A movement born of pain and frustration

Like so many others, Radek's involvement in this movement is rooted in personal loss.

In 2005, her niece Tamara Lynn Chipman vanished from the northwest coast of B.C. The 22-year-old, who Radek says "loved her fast boats and fast cars," was last seen trying to hitch a ride outside of Prince Rupert.

The body of 14-year-old Aielah Saric-Auger was found dumped in a ditch next to a highway near Prince George just a few months after Chipman's disappearance. No one was ever charged in Saric-Auger's homicide.

The stretch between where Chipman disappeared and where Saric-Auger's body was found is commonly referred to as the Highway of Tears.

A gathering was held in Prince George weeks after the discovery of Saric-Auger's body bringing together communities and families together from across the region. It was called the Highway of Tears Symposium. Like the national inquiry, the symposium led to a host of recommendations aimed at improving safety for women and girls. 

The Highway 16 corridor — also known as the Highway of Tears — runs between Prince George and Prince Rupert, B.C. The RCMP have acknowledged that 18 girls and women have gone missing or been murdered along the stretch since 1969. This sign warning women against hitchhiking is displayed in Moricetown, a Wet'suwet'en village 33 kilometres north of Smithers. (Simon Charland-Faucher/CBC)

In connecting with so many families and communities in the aftermath of Chipman's disappearance, Radek said she started hearing people talk about the need for some kind of national inquiry into the issue of missing and murdered Indigenous women and girls.

By December 2007, Radek decided it was time to take action. She says she called up her friend Bernie Williams and said she was thinking of doing a cross-country walk to raise awareness about the missing and murdered, and to walk up to Parliament to demand a national inquiry.

By 2008 the first of many walks from Vancouver to Ottawa was underway.

More and more voices joined the movement, including national organizations like the Native Women's Association of Canada.

By 2015 the calls for an inquiry made their way into the federal election cycle and political parties started making promises about making the inquiry a reality. It was part of the Truth and Reconciliation Commission's final report as Call to Action 41.

'It's up to everybody'

Now, more than a decade since that first cross-country walk, the inquiry has fulfilled its mandate, delivering its final report with 231 Calls for Justice, and will wind down its operations at the end of June.

Prime Minister Justin Trudeau, left, holds a copy of the report presented to him by commissioners Marion Buller, centre, Michele Audette, third from right, Brian Eyolfson, second from right, and Qajaq Robinson at the closing ceremony for the national inquiry into missing and murdered Indigenous women and girls in Gatineau, Que., on Monday. (Adrian Wyld/Canadian Press)

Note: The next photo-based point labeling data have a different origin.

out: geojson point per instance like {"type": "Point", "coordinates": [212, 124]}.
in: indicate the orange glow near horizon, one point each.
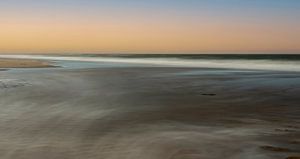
{"type": "Point", "coordinates": [144, 34]}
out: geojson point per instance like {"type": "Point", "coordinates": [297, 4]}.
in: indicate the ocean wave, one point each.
{"type": "Point", "coordinates": [251, 64]}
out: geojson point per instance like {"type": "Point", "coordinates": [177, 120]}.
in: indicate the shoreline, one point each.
{"type": "Point", "coordinates": [6, 63]}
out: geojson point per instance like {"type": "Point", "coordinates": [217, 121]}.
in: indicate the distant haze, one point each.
{"type": "Point", "coordinates": [149, 26]}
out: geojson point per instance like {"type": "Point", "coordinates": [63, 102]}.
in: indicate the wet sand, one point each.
{"type": "Point", "coordinates": [23, 63]}
{"type": "Point", "coordinates": [149, 113]}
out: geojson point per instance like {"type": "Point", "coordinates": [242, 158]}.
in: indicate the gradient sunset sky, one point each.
{"type": "Point", "coordinates": [149, 26]}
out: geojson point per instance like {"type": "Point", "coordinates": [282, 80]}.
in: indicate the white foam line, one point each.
{"type": "Point", "coordinates": [175, 62]}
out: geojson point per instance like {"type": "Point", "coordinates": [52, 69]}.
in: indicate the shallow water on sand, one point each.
{"type": "Point", "coordinates": [149, 113]}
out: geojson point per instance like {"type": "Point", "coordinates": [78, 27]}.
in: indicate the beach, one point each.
{"type": "Point", "coordinates": [146, 112]}
{"type": "Point", "coordinates": [23, 63]}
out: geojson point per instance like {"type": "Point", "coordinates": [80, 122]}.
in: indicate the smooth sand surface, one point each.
{"type": "Point", "coordinates": [149, 113]}
{"type": "Point", "coordinates": [22, 63]}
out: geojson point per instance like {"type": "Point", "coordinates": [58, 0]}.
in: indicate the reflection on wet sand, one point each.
{"type": "Point", "coordinates": [149, 113]}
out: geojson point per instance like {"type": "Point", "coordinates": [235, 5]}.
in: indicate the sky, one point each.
{"type": "Point", "coordinates": [149, 26]}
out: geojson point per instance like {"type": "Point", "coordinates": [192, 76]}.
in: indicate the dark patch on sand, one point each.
{"type": "Point", "coordinates": [293, 157]}
{"type": "Point", "coordinates": [209, 94]}
{"type": "Point", "coordinates": [276, 149]}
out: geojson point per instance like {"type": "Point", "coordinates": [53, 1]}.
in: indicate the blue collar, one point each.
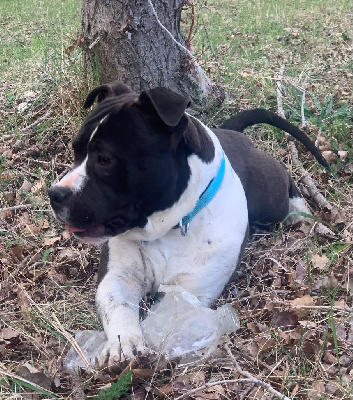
{"type": "Point", "coordinates": [208, 195]}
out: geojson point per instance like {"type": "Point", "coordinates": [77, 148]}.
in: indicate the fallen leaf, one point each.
{"type": "Point", "coordinates": [319, 262]}
{"type": "Point", "coordinates": [284, 319]}
{"type": "Point", "coordinates": [265, 344]}
{"type": "Point", "coordinates": [51, 241]}
{"type": "Point", "coordinates": [213, 393]}
{"type": "Point", "coordinates": [39, 187]}
{"type": "Point", "coordinates": [39, 378]}
{"type": "Point", "coordinates": [300, 272]}
{"type": "Point", "coordinates": [9, 333]}
{"type": "Point", "coordinates": [302, 301]}
{"type": "Point", "coordinates": [329, 282]}
{"type": "Point", "coordinates": [330, 358]}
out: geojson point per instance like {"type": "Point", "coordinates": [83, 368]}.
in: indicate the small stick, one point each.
{"type": "Point", "coordinates": [267, 386]}
{"type": "Point", "coordinates": [18, 207]}
{"type": "Point", "coordinates": [305, 177]}
{"type": "Point", "coordinates": [211, 384]}
{"type": "Point", "coordinates": [313, 307]}
{"type": "Point", "coordinates": [36, 122]}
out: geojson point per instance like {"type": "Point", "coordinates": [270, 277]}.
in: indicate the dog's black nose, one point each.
{"type": "Point", "coordinates": [59, 194]}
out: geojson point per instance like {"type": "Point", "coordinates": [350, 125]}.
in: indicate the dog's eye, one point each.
{"type": "Point", "coordinates": [103, 160]}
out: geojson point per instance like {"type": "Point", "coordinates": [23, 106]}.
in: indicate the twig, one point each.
{"type": "Point", "coordinates": [252, 379]}
{"type": "Point", "coordinates": [36, 122]}
{"type": "Point", "coordinates": [305, 177]}
{"type": "Point", "coordinates": [78, 392]}
{"type": "Point", "coordinates": [211, 384]}
{"type": "Point", "coordinates": [188, 40]}
{"type": "Point", "coordinates": [204, 81]}
{"type": "Point", "coordinates": [348, 310]}
{"type": "Point", "coordinates": [18, 207]}
{"type": "Point", "coordinates": [72, 341]}
{"type": "Point", "coordinates": [39, 389]}
{"type": "Point", "coordinates": [254, 296]}
{"type": "Point", "coordinates": [300, 89]}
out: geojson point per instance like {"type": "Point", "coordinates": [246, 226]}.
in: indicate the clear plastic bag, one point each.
{"type": "Point", "coordinates": [180, 326]}
{"type": "Point", "coordinates": [177, 326]}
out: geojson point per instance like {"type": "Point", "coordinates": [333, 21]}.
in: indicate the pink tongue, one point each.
{"type": "Point", "coordinates": [73, 229]}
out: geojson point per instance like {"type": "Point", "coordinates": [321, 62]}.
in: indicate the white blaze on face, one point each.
{"type": "Point", "coordinates": [77, 178]}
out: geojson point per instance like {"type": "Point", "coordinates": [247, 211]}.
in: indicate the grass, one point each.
{"type": "Point", "coordinates": [48, 280]}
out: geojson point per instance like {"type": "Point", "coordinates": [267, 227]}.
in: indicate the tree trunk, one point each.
{"type": "Point", "coordinates": [128, 40]}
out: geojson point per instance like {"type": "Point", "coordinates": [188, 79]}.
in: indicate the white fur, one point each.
{"type": "Point", "coordinates": [77, 178]}
{"type": "Point", "coordinates": [142, 259]}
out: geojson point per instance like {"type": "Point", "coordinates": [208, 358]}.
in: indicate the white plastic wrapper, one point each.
{"type": "Point", "coordinates": [177, 326]}
{"type": "Point", "coordinates": [180, 326]}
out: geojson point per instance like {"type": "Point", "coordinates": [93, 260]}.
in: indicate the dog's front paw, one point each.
{"type": "Point", "coordinates": [121, 350]}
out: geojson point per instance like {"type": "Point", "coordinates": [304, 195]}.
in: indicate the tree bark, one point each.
{"type": "Point", "coordinates": [124, 40]}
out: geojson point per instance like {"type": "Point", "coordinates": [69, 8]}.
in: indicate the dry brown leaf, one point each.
{"type": "Point", "coordinates": [9, 333]}
{"type": "Point", "coordinates": [302, 301]}
{"type": "Point", "coordinates": [39, 187]}
{"type": "Point", "coordinates": [213, 393]}
{"type": "Point", "coordinates": [317, 389]}
{"type": "Point", "coordinates": [284, 319]}
{"type": "Point", "coordinates": [16, 251]}
{"type": "Point", "coordinates": [39, 378]}
{"type": "Point", "coordinates": [265, 344]}
{"type": "Point", "coordinates": [330, 358]}
{"type": "Point", "coordinates": [308, 324]}
{"type": "Point", "coordinates": [327, 282]}
{"type": "Point", "coordinates": [300, 272]}
{"type": "Point", "coordinates": [51, 241]}
{"type": "Point", "coordinates": [323, 230]}
{"type": "Point", "coordinates": [197, 378]}
{"type": "Point", "coordinates": [253, 348]}
{"type": "Point", "coordinates": [319, 262]}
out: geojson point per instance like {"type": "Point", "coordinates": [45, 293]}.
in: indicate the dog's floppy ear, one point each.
{"type": "Point", "coordinates": [170, 106]}
{"type": "Point", "coordinates": [112, 89]}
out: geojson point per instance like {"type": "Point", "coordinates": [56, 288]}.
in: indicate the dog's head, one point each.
{"type": "Point", "coordinates": [130, 161]}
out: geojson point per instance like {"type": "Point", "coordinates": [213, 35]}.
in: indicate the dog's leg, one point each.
{"type": "Point", "coordinates": [119, 292]}
{"type": "Point", "coordinates": [296, 203]}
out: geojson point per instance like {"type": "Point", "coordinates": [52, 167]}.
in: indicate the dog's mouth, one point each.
{"type": "Point", "coordinates": [93, 235]}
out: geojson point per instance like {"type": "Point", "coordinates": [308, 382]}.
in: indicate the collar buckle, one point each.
{"type": "Point", "coordinates": [184, 229]}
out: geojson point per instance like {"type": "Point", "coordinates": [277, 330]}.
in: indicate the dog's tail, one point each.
{"type": "Point", "coordinates": [244, 119]}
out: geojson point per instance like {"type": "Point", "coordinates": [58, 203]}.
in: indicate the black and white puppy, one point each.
{"type": "Point", "coordinates": [171, 197]}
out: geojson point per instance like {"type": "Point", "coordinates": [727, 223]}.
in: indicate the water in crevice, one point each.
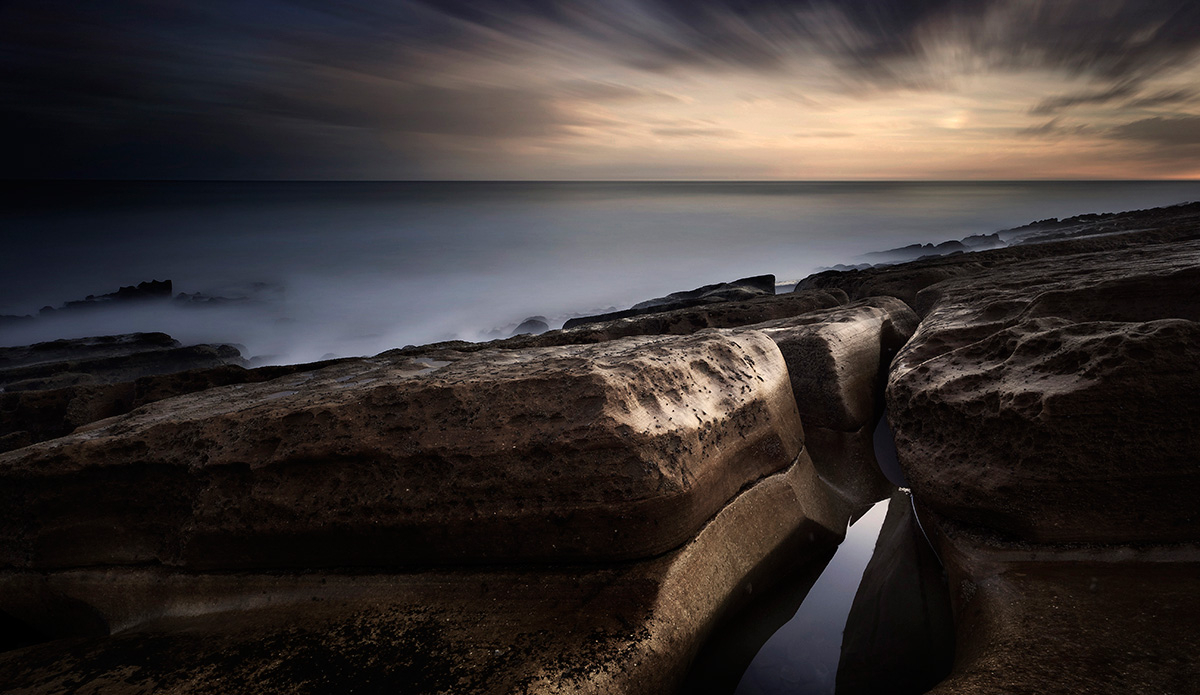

Those who pushed to make the inquiry a reality say they are committed to keep up the pressure for change, as the deaths and disappearances continue. 

"We're going to be working to implement these recommendations that we made so that we can protect our future generations," said Radek.

"The genocide cannot continue.... It's up to everybody. It's up to society to open their eyes and see what's going on."